Virgil I. Grissom
1926 - 1967
Virgil Ivan Grissom était le type d'astronaute qui comprenait que la réputation dans un programme dangereux se construisait moins sur des discours que sur ce que l'on était prêt à endurer lorsque la liste de vérification devenait difficile. Né en 1926, il a gravi les échelons au sein de l'Armée de l'air et est devenu l'un des premiers hommes sélectionnés pour le vol spatial humain américain. Au moment où Apollo 1 le plaçait au centre d'un test sur la rampe de lancement en 1967, il avait déjà volé dans Mercury et Gemini, et cette expérience lui avait donné quelque chose de plus précieux que le glamour : du scepticisme. Il était connu pour se méfier du travail bâclé et pour faire pression sur l'agence lorsque le matériel ou les procédures semblaient inachevés. Dans un programme qui récompensait souvent l'optimisme, cela faisait de lui une présence précieuse mais pas toujours confortable.

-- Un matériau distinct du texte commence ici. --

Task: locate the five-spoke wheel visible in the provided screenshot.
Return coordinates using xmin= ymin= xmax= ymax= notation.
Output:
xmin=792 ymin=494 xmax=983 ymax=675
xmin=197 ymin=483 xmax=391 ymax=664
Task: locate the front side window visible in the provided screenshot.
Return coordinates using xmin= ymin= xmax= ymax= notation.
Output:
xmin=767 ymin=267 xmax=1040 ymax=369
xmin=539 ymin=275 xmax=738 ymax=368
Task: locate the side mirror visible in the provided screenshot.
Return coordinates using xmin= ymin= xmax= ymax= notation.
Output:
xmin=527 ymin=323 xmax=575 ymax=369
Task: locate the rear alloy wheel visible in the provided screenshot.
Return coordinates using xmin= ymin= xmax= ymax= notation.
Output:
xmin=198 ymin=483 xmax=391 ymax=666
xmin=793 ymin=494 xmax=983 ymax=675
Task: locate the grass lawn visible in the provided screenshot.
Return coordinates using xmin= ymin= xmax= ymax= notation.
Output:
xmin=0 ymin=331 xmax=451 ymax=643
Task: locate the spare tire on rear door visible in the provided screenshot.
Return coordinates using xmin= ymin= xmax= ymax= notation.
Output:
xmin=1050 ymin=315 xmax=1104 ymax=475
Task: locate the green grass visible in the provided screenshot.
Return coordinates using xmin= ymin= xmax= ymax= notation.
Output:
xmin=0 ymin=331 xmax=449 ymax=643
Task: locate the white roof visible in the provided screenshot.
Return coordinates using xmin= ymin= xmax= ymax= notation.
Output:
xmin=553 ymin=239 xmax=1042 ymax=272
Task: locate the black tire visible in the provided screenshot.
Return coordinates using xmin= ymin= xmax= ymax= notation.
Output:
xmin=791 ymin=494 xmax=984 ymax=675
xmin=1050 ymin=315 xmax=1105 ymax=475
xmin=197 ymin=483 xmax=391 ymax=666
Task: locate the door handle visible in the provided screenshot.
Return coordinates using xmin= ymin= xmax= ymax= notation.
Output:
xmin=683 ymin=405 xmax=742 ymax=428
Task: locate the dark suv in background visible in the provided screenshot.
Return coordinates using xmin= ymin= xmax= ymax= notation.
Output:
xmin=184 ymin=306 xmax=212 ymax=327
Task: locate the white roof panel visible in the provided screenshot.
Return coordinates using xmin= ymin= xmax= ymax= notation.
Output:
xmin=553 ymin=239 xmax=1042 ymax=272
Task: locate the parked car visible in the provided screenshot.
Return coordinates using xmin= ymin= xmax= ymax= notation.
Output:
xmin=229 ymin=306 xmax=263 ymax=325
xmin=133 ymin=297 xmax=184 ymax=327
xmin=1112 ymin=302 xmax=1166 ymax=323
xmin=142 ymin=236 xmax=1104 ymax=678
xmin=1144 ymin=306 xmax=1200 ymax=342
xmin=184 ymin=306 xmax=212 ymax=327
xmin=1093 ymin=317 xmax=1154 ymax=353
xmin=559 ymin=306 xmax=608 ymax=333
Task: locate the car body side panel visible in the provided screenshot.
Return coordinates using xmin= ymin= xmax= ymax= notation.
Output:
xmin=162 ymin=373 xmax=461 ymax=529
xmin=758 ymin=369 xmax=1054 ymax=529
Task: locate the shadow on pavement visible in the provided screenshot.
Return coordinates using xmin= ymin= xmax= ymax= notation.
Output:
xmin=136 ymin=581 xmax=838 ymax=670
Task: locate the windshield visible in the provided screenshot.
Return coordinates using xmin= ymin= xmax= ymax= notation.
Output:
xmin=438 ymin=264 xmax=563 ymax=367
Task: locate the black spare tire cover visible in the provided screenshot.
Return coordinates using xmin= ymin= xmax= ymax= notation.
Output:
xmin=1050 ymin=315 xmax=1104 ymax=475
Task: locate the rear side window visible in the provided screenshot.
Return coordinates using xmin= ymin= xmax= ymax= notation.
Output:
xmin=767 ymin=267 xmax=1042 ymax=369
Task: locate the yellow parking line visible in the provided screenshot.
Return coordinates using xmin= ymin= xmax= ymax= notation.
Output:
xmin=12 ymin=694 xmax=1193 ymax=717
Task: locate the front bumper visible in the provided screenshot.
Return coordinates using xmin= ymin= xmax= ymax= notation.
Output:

Le rôle de Grissom dans Apollo 1 était celui de pilote de commande, l'astronaute senior dans la capsule et l'homme censé aider à vérifier que le module de commande et ses systèmes étaient prêts pour une mission lunaire. Il n'est pas arrivé à ce rôle en tant que participant passif. Il avait passé des années à apprendre à quel point un environnement technique pouvait punir rapidement les hypothèses. Ce parcours aide à expliquer pourquoi il comptait au-delà de son rang. Il incarnait l'astronaute professionnel en tant que testeur rigoureux de systèmes, et non simplement en tant que héros national en combinaison de pression.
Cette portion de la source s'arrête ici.